Replication of HIV-1 viruses in the presence of the Portland alpha1-antitrypsin variant (alpha1-PDX) inhibitor.

The Portland alpha1-antitrypsin variant (alpha1-PDX) inhibits gp160 cleavage into gp120 and gp41 by different prohormone convertases (PCs) including furin, PC5 and PC7. Jurkat cells stably transfected with this inhibitor (J-PDX cells) and, as controls, Jurkat cells transfected with the empty vector (J-pcDNA3) were tested for their susceptibility to HIV-1 infection. We found that HIV-1 replication was significantly impaired in J-PDX cells. However, the analysis of the infectivity of HIV-1 viruses produced in J-PDX cells on different days during the infection indicated that they recovered infectivity starting from 13 days post-infection.
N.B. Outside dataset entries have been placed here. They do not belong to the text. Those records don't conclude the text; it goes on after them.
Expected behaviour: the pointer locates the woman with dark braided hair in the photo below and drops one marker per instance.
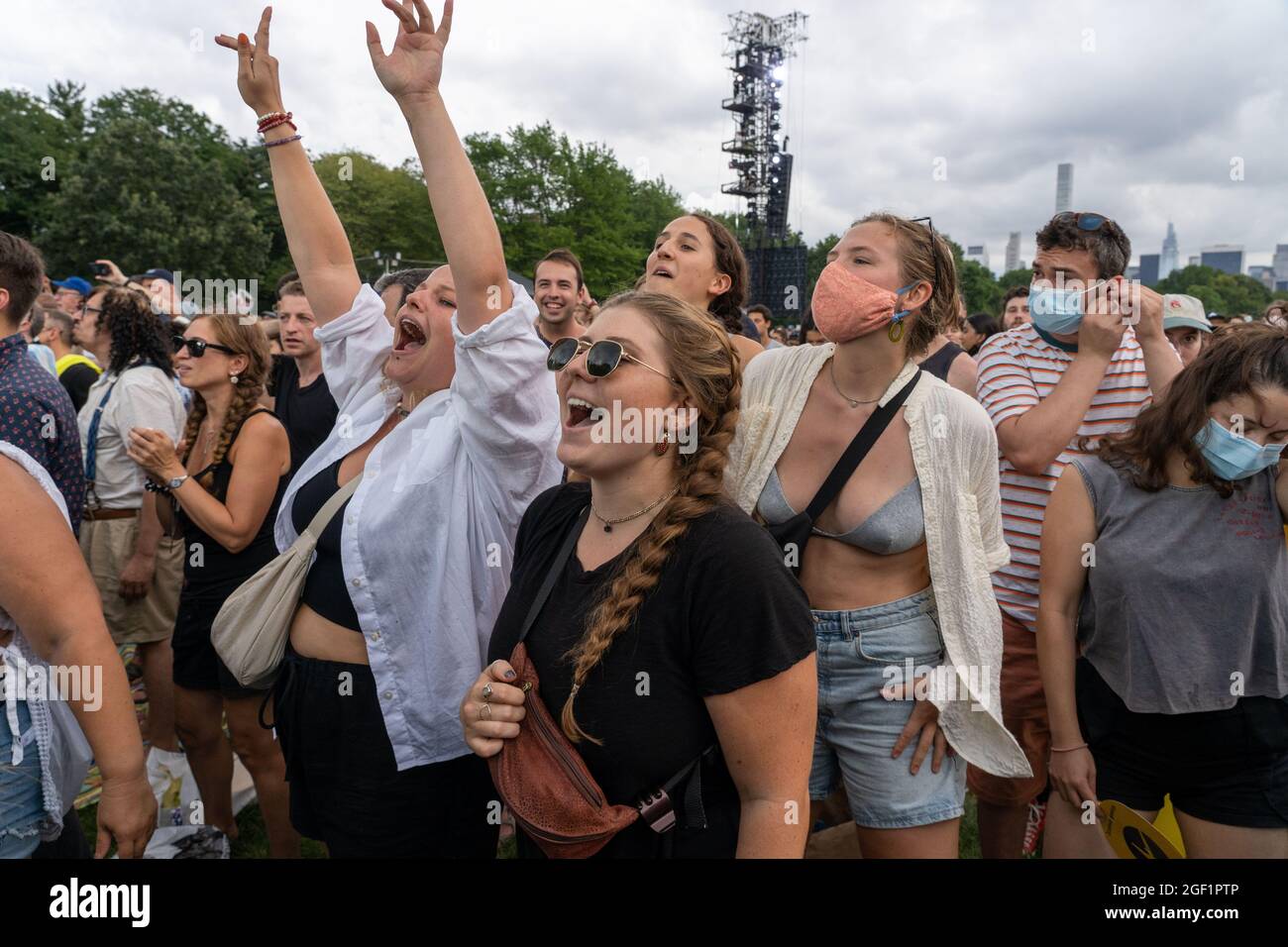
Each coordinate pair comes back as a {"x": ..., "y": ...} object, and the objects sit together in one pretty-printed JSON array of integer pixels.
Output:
[
  {"x": 138, "y": 571},
  {"x": 226, "y": 482},
  {"x": 698, "y": 261},
  {"x": 652, "y": 647}
]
The sequencing of viruses collected earlier and later from J-PDX cells revealed no mutations in envelope-glycoprotein precursor (Env) maturation sites or in the N-terminal sequence of gp41 fusion peptide, which plays a key role in membrane fusion. Although conserved mutations were detected at the C-terminus of the gp41 fusion peptide and ectodomain, the replication of mutant HIV-1 viruses produced on day 20 in J-PDX cells was inhibited at a similar level to wild-type viruses after a second passage in J-PDX cells. We then investigated the expression of the alpha1-PDX protein, and found that HIV-1 replication activated its proteolysis since the 54 kDa cleaved form became predominant later on in the infection. In contrast, the expression of PC7, a protein that is transported through the secretory pathway, was unaltered in HIV-1 infected cells. We conclude that recovered HIV-1 infectivity in J-PDX cells was due to a loss of alpha1-PDX activity via its extensive processing by intracellular proteases that cleave it through the substrate pathway.